Dopo la sua presa, Masada rimase in mano ai romani fino all'epoca bizantina per essere riscoperta oltre un secolo e mezzo fa per diventare simbolo della causa sionista. Tutt'oggi reclute dell'esercito israeliano vengono condotte sul luogo per pronunciare il giuramento di fedeltà al grido di: "Mai più Masada cadrà".  

Sebbene il sito di Masada sia stato identificato a metà del XIX secolo, soltanto nel 1963 sono stati effettuati scavi sistematici che - oltre ai maestosi resti delle costruzioni - hanno portato alla luce una grande quantità di manufatti, monete e alcuni scheletri, probabilmente degli zeloti suicidi. 

Masada è stata in parte ricostruita ed è diventato uno fra i più importanti siti archeologici di Israele grazie anche agli scavi compiuti a partire dagli anni '60 sotto la guida dall'archeologo Yigael Yadin. Sono stati riportati alla luce i resti dell'antica fortezza: evidenti risultano i segni dei campi militari romani, con mosaici di notevole qualità, bagni ed anche i massi di pietra lanciati dalle catapulte. Come segno dell'occupazione zelota resta solo una piccola sinagoga mentre più recente, risalente al V secolo è una basilica fatta costruire da monaci penitenziali.  

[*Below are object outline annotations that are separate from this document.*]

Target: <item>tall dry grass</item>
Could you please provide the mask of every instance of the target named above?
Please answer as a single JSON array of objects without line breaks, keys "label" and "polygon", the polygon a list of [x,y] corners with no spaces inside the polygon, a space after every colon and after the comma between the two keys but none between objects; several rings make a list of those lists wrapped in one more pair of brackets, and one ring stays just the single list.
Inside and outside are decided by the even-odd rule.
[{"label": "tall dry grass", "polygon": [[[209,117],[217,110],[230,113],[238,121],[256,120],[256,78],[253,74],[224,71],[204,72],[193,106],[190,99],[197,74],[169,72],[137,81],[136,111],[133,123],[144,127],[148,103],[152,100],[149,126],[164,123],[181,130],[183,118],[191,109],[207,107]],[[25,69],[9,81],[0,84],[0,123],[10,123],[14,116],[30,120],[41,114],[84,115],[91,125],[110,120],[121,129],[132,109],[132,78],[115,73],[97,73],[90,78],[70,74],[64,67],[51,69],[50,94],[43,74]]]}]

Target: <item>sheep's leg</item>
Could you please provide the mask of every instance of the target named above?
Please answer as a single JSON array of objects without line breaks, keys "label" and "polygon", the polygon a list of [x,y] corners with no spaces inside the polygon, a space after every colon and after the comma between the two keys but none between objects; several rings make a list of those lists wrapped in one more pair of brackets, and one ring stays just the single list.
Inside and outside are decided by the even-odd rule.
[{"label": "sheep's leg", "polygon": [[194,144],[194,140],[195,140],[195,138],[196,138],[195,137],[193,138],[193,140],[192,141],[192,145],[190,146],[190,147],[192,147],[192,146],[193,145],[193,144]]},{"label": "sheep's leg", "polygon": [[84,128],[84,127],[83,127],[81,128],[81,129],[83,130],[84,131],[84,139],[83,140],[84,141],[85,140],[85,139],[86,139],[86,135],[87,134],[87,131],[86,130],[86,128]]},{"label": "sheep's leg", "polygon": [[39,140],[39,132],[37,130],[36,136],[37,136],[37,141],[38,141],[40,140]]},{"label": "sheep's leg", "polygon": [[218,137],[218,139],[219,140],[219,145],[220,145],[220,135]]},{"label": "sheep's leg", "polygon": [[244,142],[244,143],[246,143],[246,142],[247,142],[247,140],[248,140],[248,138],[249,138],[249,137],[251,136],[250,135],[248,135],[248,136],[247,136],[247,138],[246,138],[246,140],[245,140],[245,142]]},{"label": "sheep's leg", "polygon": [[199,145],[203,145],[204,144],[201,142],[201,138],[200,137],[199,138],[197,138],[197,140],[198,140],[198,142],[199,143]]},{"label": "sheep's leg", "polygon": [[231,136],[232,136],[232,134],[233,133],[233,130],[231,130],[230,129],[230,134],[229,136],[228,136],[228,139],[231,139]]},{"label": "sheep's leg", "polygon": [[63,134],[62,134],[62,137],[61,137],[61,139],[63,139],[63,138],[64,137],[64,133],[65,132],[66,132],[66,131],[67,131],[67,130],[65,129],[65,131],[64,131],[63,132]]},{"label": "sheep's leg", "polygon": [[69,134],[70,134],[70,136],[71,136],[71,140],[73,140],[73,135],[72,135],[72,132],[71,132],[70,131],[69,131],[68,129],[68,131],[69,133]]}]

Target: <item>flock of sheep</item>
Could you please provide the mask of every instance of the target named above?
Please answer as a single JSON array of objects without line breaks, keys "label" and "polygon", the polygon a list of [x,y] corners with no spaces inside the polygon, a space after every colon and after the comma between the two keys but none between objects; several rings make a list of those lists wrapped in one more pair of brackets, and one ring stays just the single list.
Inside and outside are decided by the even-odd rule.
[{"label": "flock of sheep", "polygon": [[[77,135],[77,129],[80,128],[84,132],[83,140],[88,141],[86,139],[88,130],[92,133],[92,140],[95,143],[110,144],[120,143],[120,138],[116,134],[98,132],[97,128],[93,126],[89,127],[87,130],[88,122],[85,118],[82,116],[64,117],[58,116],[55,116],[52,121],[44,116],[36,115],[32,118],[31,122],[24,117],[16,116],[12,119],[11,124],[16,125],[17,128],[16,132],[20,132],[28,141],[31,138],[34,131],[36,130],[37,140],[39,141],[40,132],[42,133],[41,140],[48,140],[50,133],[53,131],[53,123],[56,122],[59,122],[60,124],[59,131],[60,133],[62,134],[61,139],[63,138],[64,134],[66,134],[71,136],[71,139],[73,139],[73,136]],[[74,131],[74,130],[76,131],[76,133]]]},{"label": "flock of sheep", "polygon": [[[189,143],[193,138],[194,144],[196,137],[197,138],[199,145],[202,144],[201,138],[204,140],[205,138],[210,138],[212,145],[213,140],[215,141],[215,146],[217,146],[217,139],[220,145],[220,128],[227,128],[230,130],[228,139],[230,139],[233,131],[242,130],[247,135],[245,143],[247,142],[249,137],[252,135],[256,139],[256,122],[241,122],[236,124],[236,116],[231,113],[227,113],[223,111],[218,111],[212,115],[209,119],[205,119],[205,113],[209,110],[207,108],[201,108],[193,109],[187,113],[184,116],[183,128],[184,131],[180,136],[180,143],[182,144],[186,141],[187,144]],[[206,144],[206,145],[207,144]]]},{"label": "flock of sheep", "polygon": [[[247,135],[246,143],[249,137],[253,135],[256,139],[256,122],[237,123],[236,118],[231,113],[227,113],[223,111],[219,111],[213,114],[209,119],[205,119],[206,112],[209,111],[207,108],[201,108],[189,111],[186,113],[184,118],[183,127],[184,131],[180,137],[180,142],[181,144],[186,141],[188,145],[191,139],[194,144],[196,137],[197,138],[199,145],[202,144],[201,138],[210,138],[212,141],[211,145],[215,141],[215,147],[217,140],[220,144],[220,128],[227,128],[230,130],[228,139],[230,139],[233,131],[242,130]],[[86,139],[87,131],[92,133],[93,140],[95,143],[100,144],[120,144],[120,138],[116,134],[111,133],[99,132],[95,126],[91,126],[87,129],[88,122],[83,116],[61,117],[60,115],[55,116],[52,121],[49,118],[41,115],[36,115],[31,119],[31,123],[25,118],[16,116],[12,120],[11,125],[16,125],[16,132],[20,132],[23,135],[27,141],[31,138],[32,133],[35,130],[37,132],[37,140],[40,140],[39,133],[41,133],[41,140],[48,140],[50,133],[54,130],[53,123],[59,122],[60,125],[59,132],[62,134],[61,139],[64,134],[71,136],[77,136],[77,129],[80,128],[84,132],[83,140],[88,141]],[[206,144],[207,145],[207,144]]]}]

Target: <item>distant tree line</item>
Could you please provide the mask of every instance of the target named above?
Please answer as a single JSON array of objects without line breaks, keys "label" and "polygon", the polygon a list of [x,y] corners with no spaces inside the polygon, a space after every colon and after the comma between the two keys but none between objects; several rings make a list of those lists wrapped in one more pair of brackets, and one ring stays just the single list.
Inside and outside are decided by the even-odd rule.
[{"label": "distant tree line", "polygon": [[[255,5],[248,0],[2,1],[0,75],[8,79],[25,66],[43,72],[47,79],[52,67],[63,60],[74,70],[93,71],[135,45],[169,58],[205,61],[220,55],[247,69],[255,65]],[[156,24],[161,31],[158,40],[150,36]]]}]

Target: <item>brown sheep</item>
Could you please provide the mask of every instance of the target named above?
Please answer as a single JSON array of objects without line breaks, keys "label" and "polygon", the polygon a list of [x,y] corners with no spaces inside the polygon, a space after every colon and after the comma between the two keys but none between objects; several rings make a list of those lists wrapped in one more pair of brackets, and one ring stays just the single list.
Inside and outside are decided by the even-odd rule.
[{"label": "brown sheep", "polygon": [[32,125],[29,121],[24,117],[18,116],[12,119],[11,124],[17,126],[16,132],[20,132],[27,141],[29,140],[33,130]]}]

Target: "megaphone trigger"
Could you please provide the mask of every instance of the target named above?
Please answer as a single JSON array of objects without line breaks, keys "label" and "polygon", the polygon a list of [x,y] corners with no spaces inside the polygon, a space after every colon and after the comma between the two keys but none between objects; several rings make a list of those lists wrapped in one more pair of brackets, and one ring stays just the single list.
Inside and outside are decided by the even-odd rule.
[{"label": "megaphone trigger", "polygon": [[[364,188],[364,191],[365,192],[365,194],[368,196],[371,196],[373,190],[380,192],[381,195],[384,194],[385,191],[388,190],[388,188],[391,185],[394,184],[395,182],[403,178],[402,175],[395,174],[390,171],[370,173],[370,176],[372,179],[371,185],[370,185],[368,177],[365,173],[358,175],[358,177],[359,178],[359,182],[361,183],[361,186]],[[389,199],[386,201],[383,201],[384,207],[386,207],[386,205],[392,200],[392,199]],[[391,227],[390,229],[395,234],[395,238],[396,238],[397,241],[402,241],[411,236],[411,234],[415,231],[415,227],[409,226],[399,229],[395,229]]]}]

Essendo stato l’ultimo focolaio di resistenza contro i Romani, nel XX secolo Masada è divenuta un simbolo e addirittura un mito del patriottismo giudaico, in conseguenza di almeno tre fattori. I primi due sono il sorgere del movimento sionista e la costituzione del nuovo stato ebraico, e il terzo è lo scavo archeologico condotto negli anni ’60 dal grande archeologo israeliano Yigael Yadin. Egli, infatti, ha sottratto alla polvere dei secoli tutto lo scenario degli eventi e facendolo conoscere a tutti attraverso memorabili pubblicazioni anche divulgative. Tra l’altro, a Masada vengono periodicamente allestiti spettacoli di “suoni e luci”, in chiave ovviamente di ardente patriottismo.